Uma notícia no final de julho abalou o mundo do futebol e talvez não tenha ecoado o quanto poderia, ofuscada pelo noticiário esportivo voltado para os Jogos Olímpicos de Paris. O Girondins de Bordeaux, fundado em 1881 e um dos clubes mais tradicionais do país-sede, anunciou oficialmente o encerramento de suas atividades profissionais. Hexacampeão francês e vencedor de três Copas da França, o Bordeaux se encontrava em crise administrativa-financeira desde sua venda para Gérard López Fojaca.

O clube foi o segundo da carreira de Zidane (1992-1996) e revelou mais recentemente os vice-campeões do mundo de 2022 pela Seleção Francesa, Jules Koundé e Aurelien Tchouameni. Apesar de ser o sétimo maior campeão francês de todos os tempos (atrás apenas de Paris Saint-Germain, Olympique de Marselha, Saint-Étienne, Monaco, Nantes e Lyon), quase foi rebaixado na temporada 2020/2021 como punição por má-gestão diante dos constantes atrasos de pagamentos. Com a mudança de proprietário, havia esperança de que o cenário mudasse, ainda mais pelo fato de o empresário Gerard López ter sido dono de outro clube francês, o Lille. Entretanto, não foi o que aconteceu. Na temporada seguinte, em uma pífia campanha, com a defesa sofrendo incríveis 91 gols, aconteceu o rebaixamento em campo, em maio de 2022.

Time do Bordeaux campeão da temporada 1949/1950 | Foto: Girodins

Na temporada 2022/2023 o time terminou na terceira colocação da Segundona Francesa (Ligue 2) e não conseguiu o acesso. Na edição seguinte (2023/2024), o desempenho da equipe piorou drasticamente e resultou no décimo segundo lugar e na garantia de mais um ano longe da divisão principal. Mas o que já era ruim, ficaria ainda pior. Após o encerramento do campeonato, a Liga reprovou as contas do Bordeaux e como punição determinou seu rebaixamento da segunda para a terceira divisão.

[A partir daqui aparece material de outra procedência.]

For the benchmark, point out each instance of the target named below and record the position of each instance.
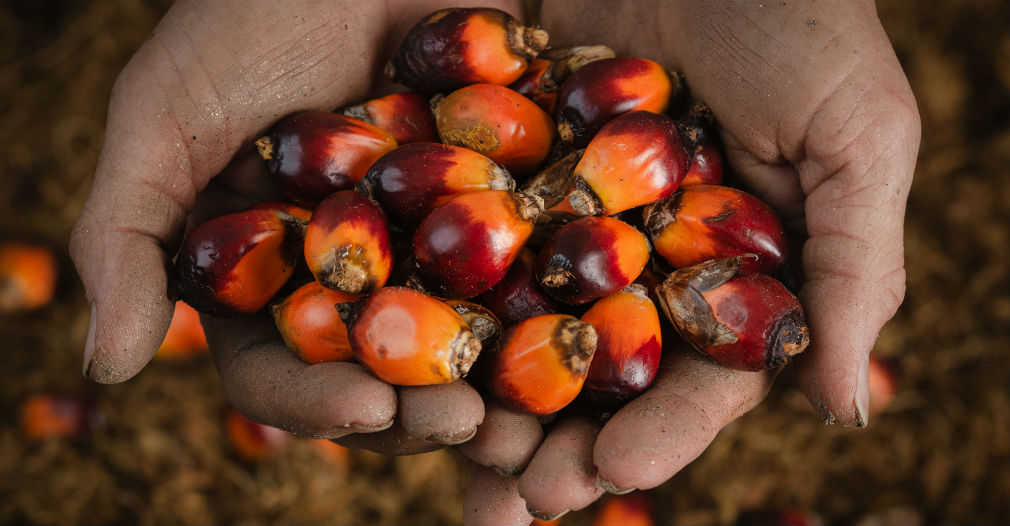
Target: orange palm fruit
(635, 160)
(310, 325)
(413, 180)
(627, 347)
(346, 243)
(497, 122)
(406, 115)
(452, 47)
(27, 277)
(466, 245)
(539, 364)
(743, 320)
(701, 222)
(234, 264)
(314, 153)
(591, 257)
(602, 90)
(408, 338)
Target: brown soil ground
(939, 454)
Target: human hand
(819, 121)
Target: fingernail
(89, 345)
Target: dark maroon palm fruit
(605, 89)
(452, 47)
(235, 264)
(591, 257)
(315, 153)
(518, 295)
(414, 179)
(466, 245)
(701, 222)
(743, 320)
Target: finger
(660, 432)
(493, 499)
(561, 478)
(269, 384)
(505, 441)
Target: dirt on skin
(940, 452)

Com a decisão, um cenário bem diferente a que estava acostumada aguardaria a equipe do sudoeste da França. A Terceirona (Championnat National) do país é jogada tanto por clubes profissionais quanto amadores. Quem é rebaixado para ela, perde o status de profissional. A intenção inicial da diretoria seria ingressar com um recurso e solicitar a suspensão da mudança de perfil por dois anos, enquanto se buscasse um novo interessado em adquirir sua propriedade e assim quitar as dívidas de cerca de 40 milhões de euros. 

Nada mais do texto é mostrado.